It is well known, that if a
is a numpy array, then a.tolist()
is faster than list(a)
, for example:
>>> import numpy as np
>>> big_np=np.random.randint(1,10**7,(10**7,))
>>> %timeit list(big_np)
1 loop, best of 3: 869 ms per loop
>>> %timeit big_np.tolist()
1 loop, best of 3: 306 ms per loop
That means, the naive list(a)
version is about factor 3
slower than the special-function tolist()
.
However, comparing it to the the performance of the build-in array
-module:
>>> import array
>>> big_arr=array.array('i', big_np)
>>> %timeit list(big_arr)
1 loop, best of 3: 312 ms per loop
we can see, that one should probably say, that list(a)
is slow rather than tolist()
is fast, because array.array
is as fast as the special function.
Another observation: array.array
-module and tolist
benefit from the small-integer-pool (i.e. when values are in range [-5, 256]
), but this is not the case for list(a)
:
##only small integers:
>>> small_np=np.random.randint(1,250, (10**7,))

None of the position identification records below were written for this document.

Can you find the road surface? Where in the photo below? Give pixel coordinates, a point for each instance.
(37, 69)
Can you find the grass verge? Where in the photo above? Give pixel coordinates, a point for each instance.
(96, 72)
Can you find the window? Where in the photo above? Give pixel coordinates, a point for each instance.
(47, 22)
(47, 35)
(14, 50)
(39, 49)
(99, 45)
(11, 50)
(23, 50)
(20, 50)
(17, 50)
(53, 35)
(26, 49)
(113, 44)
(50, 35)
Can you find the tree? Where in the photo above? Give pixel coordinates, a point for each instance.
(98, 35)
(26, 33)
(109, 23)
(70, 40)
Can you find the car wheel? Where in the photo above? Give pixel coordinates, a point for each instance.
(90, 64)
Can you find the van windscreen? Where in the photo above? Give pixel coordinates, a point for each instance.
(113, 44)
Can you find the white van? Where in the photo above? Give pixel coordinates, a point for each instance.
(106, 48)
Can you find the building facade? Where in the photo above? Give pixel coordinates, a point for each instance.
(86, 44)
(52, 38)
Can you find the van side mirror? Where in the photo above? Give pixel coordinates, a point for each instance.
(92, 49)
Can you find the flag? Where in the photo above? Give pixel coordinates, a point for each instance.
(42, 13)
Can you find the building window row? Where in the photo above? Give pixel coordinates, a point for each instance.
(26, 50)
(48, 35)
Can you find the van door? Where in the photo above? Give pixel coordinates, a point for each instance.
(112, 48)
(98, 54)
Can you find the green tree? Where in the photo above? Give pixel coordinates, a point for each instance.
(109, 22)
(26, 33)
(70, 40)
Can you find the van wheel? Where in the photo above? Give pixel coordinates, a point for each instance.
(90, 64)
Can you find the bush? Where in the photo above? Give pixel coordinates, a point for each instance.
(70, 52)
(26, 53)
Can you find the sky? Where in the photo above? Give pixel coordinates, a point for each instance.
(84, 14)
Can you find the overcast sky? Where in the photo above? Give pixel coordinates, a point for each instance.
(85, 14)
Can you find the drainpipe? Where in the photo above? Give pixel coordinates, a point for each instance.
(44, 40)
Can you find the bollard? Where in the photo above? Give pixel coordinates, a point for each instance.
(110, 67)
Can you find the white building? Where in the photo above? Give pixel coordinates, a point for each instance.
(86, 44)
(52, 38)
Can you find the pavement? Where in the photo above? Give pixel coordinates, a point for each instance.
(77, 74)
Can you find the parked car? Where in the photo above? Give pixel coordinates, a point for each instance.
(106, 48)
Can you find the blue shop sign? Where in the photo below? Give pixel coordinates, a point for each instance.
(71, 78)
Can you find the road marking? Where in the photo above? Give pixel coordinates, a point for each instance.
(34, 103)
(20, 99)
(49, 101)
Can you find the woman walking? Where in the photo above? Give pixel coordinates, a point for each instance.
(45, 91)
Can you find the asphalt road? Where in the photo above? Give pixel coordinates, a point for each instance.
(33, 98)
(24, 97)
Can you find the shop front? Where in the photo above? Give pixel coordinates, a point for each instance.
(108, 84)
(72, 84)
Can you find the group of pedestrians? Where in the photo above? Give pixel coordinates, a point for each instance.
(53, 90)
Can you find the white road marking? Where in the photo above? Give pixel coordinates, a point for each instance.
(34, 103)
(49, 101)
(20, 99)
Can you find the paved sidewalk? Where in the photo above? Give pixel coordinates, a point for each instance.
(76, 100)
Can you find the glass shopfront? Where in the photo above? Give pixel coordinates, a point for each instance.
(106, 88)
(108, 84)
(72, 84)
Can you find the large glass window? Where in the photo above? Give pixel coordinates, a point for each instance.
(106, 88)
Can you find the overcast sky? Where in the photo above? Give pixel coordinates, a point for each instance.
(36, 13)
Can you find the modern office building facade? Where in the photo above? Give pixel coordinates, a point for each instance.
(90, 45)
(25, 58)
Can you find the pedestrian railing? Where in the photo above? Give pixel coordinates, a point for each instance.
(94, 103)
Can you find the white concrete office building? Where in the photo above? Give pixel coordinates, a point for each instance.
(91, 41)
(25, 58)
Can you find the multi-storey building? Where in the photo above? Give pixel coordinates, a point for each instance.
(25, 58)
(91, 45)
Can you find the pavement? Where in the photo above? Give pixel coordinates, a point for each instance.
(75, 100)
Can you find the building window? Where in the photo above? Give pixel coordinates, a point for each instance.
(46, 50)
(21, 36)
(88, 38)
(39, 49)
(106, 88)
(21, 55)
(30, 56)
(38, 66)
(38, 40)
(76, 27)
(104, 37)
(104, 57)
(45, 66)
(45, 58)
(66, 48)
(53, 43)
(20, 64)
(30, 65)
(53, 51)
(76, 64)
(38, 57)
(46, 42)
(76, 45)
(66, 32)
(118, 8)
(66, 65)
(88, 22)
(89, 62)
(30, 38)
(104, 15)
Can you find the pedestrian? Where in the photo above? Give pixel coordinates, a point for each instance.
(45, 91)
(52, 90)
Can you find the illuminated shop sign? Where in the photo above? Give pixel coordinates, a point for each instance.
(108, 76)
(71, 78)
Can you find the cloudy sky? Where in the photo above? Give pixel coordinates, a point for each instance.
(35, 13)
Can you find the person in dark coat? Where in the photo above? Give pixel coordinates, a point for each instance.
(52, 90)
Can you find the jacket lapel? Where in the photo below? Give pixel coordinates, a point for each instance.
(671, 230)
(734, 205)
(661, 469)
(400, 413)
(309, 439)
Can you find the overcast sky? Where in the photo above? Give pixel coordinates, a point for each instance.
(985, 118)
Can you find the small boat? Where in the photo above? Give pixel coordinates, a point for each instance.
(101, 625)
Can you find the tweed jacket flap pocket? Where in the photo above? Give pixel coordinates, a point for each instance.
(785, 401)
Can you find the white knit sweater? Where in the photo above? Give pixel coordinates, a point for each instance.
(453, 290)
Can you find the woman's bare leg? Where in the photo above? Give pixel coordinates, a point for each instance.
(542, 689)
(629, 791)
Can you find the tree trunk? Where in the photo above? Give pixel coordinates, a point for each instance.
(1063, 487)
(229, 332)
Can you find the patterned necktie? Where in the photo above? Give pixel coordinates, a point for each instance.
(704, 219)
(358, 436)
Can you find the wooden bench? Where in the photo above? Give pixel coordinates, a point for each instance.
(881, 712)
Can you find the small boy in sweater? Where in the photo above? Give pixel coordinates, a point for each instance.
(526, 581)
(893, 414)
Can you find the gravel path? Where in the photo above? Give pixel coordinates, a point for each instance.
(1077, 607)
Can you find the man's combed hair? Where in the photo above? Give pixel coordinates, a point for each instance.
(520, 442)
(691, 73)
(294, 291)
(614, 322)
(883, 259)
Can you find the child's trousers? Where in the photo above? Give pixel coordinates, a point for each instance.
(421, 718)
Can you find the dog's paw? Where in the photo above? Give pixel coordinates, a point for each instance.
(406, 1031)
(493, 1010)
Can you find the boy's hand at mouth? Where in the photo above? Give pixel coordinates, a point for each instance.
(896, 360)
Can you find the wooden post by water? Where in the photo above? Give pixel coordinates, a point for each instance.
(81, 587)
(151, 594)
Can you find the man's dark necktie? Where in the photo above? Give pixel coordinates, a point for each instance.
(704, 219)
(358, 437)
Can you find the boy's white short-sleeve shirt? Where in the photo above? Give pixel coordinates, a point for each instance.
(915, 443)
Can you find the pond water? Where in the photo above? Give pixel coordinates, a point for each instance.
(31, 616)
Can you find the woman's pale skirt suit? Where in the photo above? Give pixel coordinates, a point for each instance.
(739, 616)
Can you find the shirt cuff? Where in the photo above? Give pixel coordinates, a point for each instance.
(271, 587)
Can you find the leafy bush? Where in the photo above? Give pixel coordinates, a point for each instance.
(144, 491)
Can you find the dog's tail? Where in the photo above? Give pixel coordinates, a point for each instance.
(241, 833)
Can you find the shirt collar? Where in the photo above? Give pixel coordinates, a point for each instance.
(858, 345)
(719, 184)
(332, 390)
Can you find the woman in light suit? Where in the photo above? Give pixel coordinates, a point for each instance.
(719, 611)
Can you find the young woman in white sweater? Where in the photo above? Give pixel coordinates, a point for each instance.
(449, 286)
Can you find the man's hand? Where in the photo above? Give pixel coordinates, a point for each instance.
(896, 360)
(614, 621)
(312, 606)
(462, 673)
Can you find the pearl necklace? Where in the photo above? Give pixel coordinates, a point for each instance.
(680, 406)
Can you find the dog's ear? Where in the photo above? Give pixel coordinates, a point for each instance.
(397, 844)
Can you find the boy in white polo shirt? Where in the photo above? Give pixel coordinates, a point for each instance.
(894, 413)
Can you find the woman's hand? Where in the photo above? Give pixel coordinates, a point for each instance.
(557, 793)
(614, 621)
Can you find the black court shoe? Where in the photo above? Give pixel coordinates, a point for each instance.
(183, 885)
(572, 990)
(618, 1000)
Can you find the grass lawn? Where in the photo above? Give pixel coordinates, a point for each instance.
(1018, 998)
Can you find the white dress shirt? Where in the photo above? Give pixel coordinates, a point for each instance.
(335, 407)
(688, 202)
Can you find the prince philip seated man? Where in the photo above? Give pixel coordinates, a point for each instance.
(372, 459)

>>> small_arr=array.array('i', small_np)
>>> %timeit list(small_np)
1 loop, best of 3: 873 ms per loop
>>> %timeit small_np.tolist()
10 loops, best of 3: 188 ms per loop
>>> %timeit list(small_arr)
10 loops, best of 3: 150 ms per loop
As we can see the faster versions are about 2 times faster, but the slow version is as slow as before.
My question: what slows list(numpy.array)
down compared to list(array.array)
?
Edit:
One more observation, for Python2.7, it takes longer if the integers are bigger (i.e. cannot be hold by int32
):
>>> very_big=np.random.randint(1,10**7,(10**7,))+10**17
>>> not_so_big=np.random.randint(1,10**7,(10**7,))+10**9
>>> %timeit very_big.tolist()
1 loop, best of 3: 627 ms per loop
>>> %timeit not_so_big.tolist()
1 loop, best of 3: 302 ms per loop
but still faster, than the slow list-version.